Ebert a ajouté qu’il aimait vraiment les scènes où les gens mettaient imprudemment leurs mains dans des trous sombres, permettant à un insecte de les mordre (quelque chose dont il se souvenait de “Cronos” quelques années plus tôt). Il a également apprécié les moments où les enfants explorent les tunnels sombres de New York à la recherche d’insectes et surtout Chuy (Alexander Goodwin), un personnage qui clique sur des cuillères pour imiter le cliquetis des monstres insectes.

Mimic a aussi un excellent casting

De plus, “Mimic” présente un casting impressionnant dans tous les domaines. Le mari à l’écran de Mira Sorvino est interprété par l’acteur britannique fiable Jeremy Northam, tandis que Josh Brolin incarne le jeune assistant de Northam. De plus, F. Murray Abraham incarne l’ancien mentor de Sorvino, tandis que Charles S. Dutton incarne un agent de sécurité avisé. Gardez également un œil sur Norman Reedus et la star italienne Giancarlo Giannini. De plus, “Mimic” était la première fois que Guillermo del Toro a travaillé avec Doug Jonesqui a joué l’un des monstres. Depuis, le couple a collaboré à plusieurs autres occasions. Cependant, le film a marqué la première et la dernière fois que del Toro a travaillé avec le producteur en disgrâce Harvey Weinsteinalors qu’ils se sont battus lors de sa production.

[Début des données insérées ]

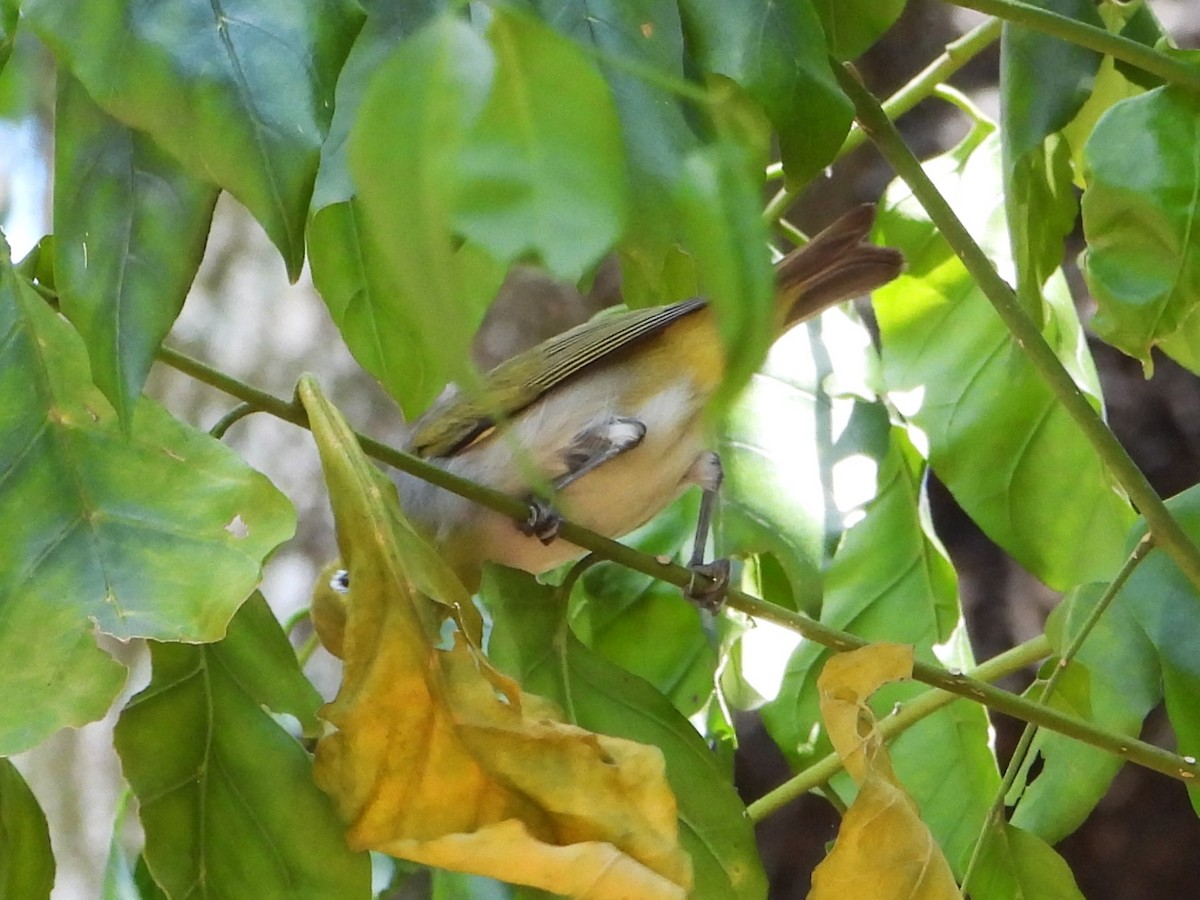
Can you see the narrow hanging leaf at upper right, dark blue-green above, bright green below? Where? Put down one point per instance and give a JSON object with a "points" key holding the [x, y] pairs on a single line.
{"points": [[1045, 82]]}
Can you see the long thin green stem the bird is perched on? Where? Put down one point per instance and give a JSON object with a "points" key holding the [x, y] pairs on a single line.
{"points": [[955, 682]]}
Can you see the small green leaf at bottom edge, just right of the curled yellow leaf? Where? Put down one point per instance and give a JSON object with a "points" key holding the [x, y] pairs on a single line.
{"points": [[1018, 865]]}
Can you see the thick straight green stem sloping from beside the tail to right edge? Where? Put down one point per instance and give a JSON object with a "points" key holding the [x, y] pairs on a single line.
{"points": [[1168, 533]]}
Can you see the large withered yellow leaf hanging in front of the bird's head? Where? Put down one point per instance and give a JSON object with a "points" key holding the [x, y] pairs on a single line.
{"points": [[436, 757]]}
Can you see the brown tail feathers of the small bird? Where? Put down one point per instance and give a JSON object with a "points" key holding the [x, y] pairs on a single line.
{"points": [[836, 266]]}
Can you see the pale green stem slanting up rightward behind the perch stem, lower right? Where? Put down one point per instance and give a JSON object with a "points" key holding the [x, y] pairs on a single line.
{"points": [[908, 716]]}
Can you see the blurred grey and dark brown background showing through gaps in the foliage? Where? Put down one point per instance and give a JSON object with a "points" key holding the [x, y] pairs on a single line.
{"points": [[245, 319]]}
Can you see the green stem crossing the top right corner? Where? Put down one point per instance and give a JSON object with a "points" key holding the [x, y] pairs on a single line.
{"points": [[1145, 58]]}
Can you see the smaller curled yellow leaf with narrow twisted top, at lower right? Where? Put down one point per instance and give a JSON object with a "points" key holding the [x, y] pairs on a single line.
{"points": [[884, 850]]}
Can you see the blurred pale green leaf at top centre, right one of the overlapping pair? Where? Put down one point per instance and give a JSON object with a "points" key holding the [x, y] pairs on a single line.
{"points": [[543, 171]]}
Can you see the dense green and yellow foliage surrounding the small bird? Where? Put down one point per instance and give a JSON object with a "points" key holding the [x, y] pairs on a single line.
{"points": [[415, 152]]}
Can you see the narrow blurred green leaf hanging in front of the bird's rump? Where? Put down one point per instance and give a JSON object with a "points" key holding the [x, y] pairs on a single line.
{"points": [[725, 233]]}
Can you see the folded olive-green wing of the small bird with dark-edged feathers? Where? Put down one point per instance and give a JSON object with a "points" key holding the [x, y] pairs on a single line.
{"points": [[461, 417]]}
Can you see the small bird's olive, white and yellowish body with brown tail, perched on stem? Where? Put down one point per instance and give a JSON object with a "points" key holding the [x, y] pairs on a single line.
{"points": [[610, 416]]}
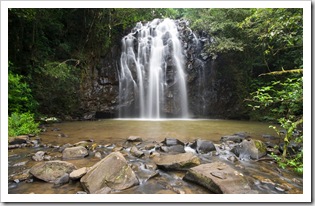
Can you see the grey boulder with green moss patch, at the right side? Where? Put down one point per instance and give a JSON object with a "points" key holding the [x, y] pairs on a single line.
{"points": [[250, 149]]}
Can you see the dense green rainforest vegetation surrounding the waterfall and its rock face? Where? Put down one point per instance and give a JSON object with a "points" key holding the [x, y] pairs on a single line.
{"points": [[51, 50]]}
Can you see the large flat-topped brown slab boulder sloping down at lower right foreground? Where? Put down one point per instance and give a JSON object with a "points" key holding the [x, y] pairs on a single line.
{"points": [[219, 178]]}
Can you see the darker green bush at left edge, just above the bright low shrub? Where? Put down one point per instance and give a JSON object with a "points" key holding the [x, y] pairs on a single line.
{"points": [[20, 95]]}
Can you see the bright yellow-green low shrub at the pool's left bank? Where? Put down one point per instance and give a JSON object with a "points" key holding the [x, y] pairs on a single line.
{"points": [[21, 124]]}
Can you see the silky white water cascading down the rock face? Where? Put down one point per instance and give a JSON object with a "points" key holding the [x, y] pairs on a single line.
{"points": [[152, 81]]}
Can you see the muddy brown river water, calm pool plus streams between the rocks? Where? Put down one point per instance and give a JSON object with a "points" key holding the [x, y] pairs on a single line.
{"points": [[113, 133]]}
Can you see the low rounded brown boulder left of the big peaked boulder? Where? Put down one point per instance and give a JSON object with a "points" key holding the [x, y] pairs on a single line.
{"points": [[52, 170]]}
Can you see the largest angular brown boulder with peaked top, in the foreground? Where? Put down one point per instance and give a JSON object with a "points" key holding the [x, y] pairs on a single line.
{"points": [[112, 171]]}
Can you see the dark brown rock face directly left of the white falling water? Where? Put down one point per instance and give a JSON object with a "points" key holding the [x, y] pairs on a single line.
{"points": [[100, 88]]}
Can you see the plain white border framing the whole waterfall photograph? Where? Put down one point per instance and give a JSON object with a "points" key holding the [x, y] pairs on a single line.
{"points": [[305, 197]]}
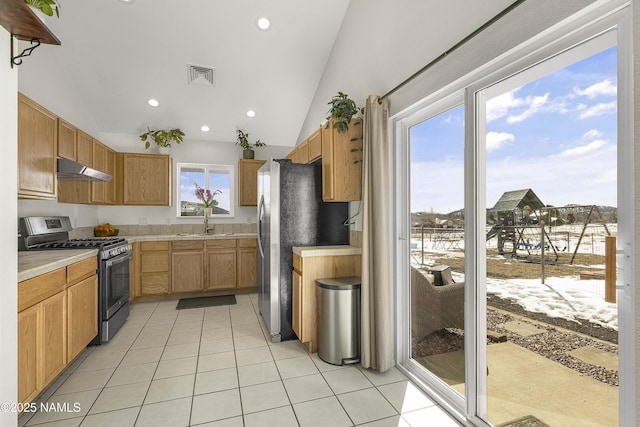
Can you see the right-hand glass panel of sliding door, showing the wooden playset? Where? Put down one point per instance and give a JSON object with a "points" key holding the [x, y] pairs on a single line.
{"points": [[550, 193]]}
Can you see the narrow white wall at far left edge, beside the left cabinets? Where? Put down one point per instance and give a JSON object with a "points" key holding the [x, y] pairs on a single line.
{"points": [[8, 230]]}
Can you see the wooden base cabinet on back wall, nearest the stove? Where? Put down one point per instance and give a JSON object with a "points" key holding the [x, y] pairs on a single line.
{"points": [[154, 268]]}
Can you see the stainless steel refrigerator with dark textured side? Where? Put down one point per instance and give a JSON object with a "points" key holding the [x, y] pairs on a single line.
{"points": [[291, 213]]}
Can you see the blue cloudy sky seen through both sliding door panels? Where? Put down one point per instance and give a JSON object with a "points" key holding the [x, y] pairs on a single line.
{"points": [[555, 135]]}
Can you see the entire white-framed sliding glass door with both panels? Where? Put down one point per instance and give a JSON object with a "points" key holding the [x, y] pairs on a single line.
{"points": [[512, 214]]}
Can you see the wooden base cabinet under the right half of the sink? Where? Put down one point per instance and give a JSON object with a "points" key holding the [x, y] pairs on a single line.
{"points": [[221, 264]]}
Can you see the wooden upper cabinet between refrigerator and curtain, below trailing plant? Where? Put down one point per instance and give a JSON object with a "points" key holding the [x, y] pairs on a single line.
{"points": [[342, 163]]}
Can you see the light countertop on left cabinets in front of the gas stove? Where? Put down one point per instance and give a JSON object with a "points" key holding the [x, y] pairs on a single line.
{"points": [[35, 263]]}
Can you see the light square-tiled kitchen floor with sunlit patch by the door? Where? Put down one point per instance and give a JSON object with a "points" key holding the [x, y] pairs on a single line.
{"points": [[214, 367]]}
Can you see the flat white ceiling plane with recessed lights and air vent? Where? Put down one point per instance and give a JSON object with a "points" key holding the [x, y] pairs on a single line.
{"points": [[116, 55]]}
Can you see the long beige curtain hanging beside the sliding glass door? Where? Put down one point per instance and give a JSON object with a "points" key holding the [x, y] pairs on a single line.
{"points": [[376, 291]]}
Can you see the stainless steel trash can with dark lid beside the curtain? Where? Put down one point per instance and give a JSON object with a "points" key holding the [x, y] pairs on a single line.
{"points": [[338, 302]]}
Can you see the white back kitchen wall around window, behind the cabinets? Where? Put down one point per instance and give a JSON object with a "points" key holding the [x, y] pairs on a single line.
{"points": [[190, 151]]}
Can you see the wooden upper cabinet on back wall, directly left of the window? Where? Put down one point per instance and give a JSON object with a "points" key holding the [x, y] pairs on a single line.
{"points": [[146, 179]]}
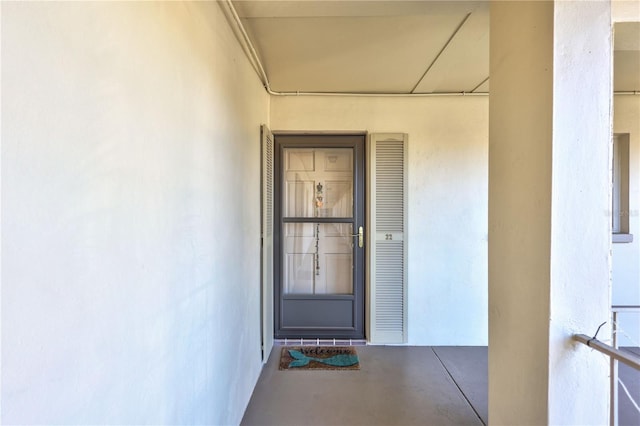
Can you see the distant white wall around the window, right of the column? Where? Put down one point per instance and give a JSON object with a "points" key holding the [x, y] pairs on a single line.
{"points": [[626, 257]]}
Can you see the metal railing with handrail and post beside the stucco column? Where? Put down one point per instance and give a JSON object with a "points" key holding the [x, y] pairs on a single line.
{"points": [[615, 354]]}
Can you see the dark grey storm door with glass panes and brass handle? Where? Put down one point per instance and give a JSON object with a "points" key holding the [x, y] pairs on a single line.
{"points": [[319, 282]]}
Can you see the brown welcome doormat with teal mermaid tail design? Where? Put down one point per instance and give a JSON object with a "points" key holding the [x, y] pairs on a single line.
{"points": [[319, 358]]}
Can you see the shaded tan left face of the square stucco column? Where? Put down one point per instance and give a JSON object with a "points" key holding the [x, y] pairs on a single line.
{"points": [[520, 183]]}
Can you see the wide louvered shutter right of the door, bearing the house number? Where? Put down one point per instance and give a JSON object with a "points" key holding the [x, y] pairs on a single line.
{"points": [[387, 249]]}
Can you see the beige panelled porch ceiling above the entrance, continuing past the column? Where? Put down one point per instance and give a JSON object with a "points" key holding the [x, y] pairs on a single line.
{"points": [[418, 46]]}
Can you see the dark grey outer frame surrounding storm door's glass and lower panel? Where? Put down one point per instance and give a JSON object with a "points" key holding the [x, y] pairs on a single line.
{"points": [[357, 141]]}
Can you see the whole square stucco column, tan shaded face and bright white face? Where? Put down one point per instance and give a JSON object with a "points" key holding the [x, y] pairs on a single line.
{"points": [[549, 194]]}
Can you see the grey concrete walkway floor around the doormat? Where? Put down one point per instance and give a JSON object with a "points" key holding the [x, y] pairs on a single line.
{"points": [[396, 385]]}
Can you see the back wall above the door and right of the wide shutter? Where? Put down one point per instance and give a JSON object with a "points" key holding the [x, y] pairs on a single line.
{"points": [[447, 229]]}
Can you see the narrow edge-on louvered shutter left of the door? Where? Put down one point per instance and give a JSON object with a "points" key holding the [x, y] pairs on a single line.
{"points": [[267, 241]]}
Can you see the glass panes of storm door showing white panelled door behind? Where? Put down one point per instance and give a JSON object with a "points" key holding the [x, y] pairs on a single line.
{"points": [[317, 257]]}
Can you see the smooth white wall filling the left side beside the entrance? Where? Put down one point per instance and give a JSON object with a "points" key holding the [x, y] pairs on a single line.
{"points": [[130, 197]]}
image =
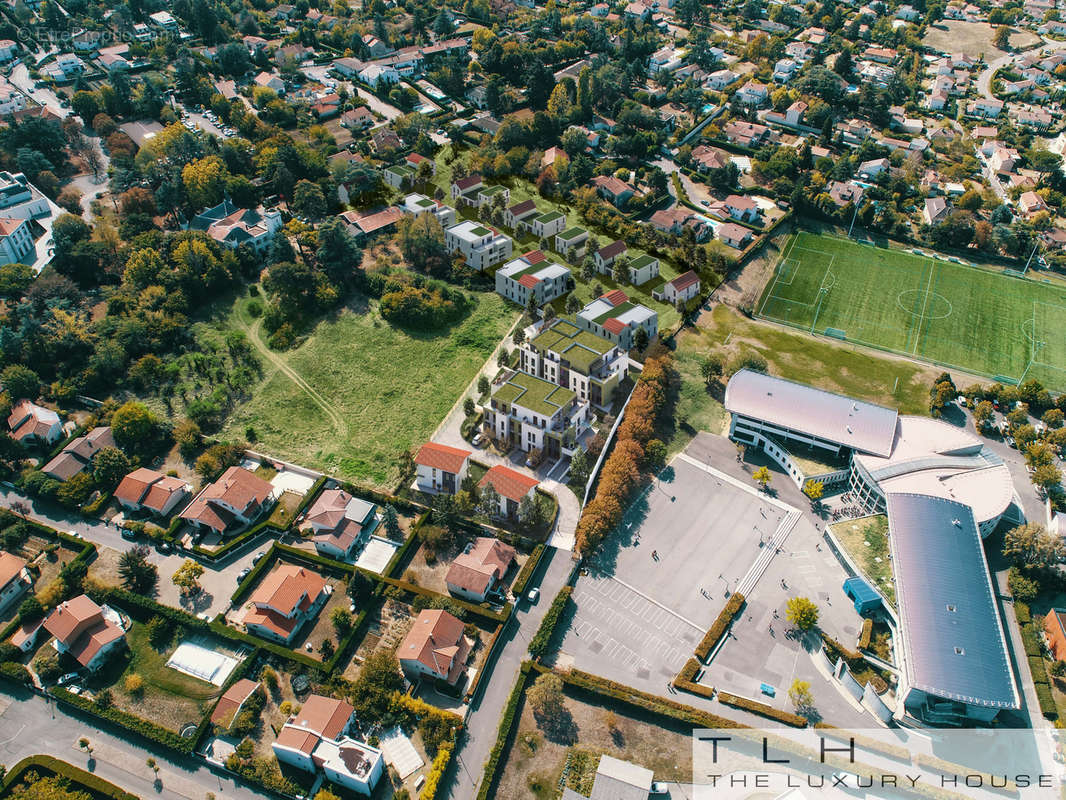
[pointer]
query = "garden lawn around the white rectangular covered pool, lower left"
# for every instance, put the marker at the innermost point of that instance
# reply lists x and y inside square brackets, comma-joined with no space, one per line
[169,698]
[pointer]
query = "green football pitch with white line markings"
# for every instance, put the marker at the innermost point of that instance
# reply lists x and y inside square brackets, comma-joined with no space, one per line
[982,322]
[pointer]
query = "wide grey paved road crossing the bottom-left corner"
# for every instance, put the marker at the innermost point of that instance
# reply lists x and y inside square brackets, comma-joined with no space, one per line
[33,726]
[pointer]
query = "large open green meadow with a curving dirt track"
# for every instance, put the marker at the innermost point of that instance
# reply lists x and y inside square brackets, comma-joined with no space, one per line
[359,392]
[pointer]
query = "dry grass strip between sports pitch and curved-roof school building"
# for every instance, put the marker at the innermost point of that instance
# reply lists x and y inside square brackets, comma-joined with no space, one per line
[798,357]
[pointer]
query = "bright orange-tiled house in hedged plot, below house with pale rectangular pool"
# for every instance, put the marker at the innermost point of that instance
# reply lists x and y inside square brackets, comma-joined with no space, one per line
[284,601]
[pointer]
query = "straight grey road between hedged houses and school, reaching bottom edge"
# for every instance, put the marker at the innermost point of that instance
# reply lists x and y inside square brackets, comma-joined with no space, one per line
[487,711]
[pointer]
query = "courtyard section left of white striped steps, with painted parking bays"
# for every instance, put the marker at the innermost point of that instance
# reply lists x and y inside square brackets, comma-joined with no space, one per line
[647,603]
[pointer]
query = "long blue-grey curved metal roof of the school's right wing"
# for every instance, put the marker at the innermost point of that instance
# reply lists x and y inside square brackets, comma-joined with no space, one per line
[954,642]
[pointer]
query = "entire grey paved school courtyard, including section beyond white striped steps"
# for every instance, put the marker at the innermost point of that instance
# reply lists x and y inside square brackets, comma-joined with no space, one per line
[701,532]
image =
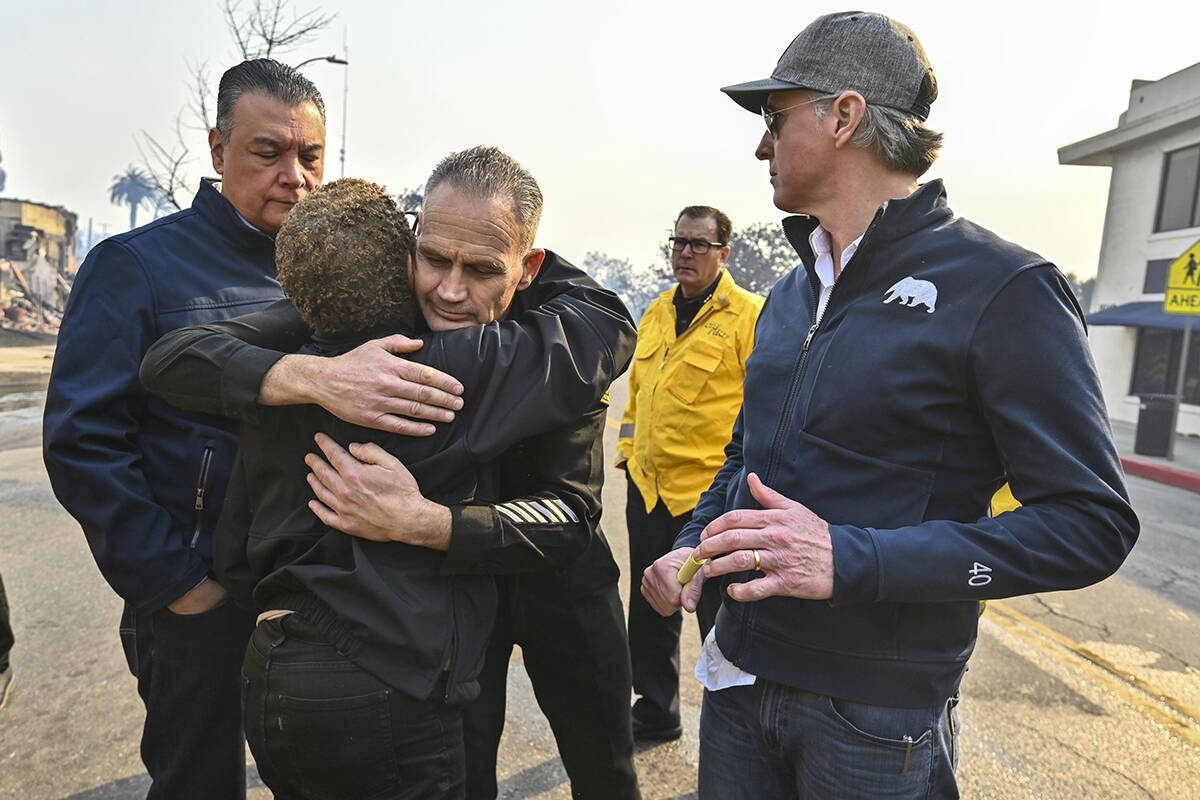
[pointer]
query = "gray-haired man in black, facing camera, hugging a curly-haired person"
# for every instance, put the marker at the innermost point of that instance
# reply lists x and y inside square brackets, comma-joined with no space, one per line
[475,262]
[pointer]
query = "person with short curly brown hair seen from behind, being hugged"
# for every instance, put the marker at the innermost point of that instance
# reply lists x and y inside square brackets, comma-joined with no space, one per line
[365,653]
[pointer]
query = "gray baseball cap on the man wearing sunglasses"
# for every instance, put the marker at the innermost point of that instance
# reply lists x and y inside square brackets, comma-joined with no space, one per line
[869,53]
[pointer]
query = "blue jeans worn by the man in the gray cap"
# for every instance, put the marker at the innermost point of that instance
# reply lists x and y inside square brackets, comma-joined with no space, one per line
[772,742]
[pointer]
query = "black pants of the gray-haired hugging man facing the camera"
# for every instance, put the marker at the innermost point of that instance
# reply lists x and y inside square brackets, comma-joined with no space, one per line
[577,654]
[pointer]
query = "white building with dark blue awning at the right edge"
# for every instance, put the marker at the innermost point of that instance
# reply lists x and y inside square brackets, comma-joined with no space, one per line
[1154,216]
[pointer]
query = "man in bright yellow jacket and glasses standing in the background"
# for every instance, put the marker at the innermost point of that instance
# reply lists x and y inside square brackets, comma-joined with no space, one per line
[685,394]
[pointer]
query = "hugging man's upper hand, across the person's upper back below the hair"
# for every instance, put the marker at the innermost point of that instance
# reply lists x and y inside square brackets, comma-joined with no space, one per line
[368,387]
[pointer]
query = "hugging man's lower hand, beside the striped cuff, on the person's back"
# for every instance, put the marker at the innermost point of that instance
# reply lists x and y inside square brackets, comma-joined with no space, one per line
[369,494]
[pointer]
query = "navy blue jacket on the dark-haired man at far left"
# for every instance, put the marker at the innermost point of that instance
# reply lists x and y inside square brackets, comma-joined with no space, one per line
[143,479]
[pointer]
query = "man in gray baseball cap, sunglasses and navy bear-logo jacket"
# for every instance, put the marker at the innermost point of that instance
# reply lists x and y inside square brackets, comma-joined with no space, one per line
[909,366]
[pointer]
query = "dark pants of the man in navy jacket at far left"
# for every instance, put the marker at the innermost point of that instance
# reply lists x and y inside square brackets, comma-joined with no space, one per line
[188,670]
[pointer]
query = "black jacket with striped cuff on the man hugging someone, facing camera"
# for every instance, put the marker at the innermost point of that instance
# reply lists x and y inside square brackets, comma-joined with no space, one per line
[219,369]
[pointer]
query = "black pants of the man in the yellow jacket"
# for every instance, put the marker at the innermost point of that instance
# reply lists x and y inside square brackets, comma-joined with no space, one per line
[653,639]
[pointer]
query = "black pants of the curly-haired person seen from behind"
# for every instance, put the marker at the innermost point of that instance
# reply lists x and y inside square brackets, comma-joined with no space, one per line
[322,727]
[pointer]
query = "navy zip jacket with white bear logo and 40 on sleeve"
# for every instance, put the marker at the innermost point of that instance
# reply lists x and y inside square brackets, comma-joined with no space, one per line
[946,363]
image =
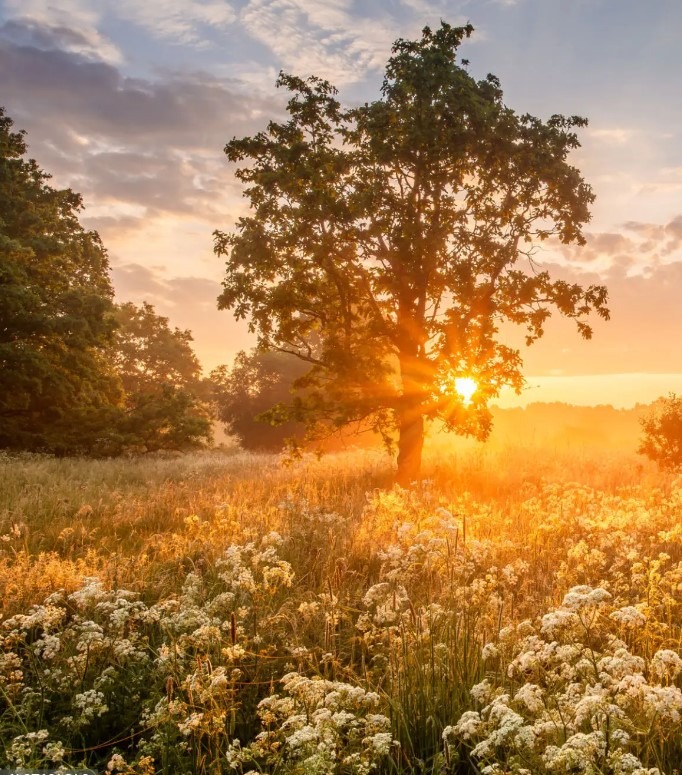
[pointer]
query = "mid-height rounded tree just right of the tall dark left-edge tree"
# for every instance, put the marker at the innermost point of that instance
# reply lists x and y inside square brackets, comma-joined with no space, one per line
[165,400]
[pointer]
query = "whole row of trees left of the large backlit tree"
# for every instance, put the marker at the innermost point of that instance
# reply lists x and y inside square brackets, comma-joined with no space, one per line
[83,375]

Ebert a conclu sa critique en écrivant :

“Del Toro est un réalisateur doté d’un véritable sens visuel, avec une façon de nous entraîner dans son histoire et d’évoquer l’ambiance avec l’aspect et la texture même de ses plans. Il prend les ingrédients standards et les présente si efficacement que ‘Mimic’ donne à l’ancien un aspect nouveau, frais et effrayant.”

Notamment, del Toro a également inclus une scène d’autopsie effrayante dans “Mimic”, et cela deviendrait un motif qu’il répéterait dans des films comme “Blade II”, “Frankenstein” et “Pacific Rim” (un peu). Le mec adore trancher les monstres morts.

D’autres critiques étaient également vaguement positives sur “Mimic”. Carol Buckland, écrivant pour CNNa estimé que c’était agréable et tortueux et qu’il contenait suffisamment d’images de cafards effrayantes pour surprendre la plupart du public. Revue du montage du réalisateur pour IGN en 2011, cependant, RL Shaffer a trouvé que « Mimic » était dérivé. Bien que Del Toro soit peut-être styliste, Shaffer a estimé qu’il s’inspirait principalement de David Cronenberg et de Ridley Scott pour ce film. Dans l’ensemble, Ebert était donc la personne aberrante qui était réellement enthousiasmée par « Mimic ».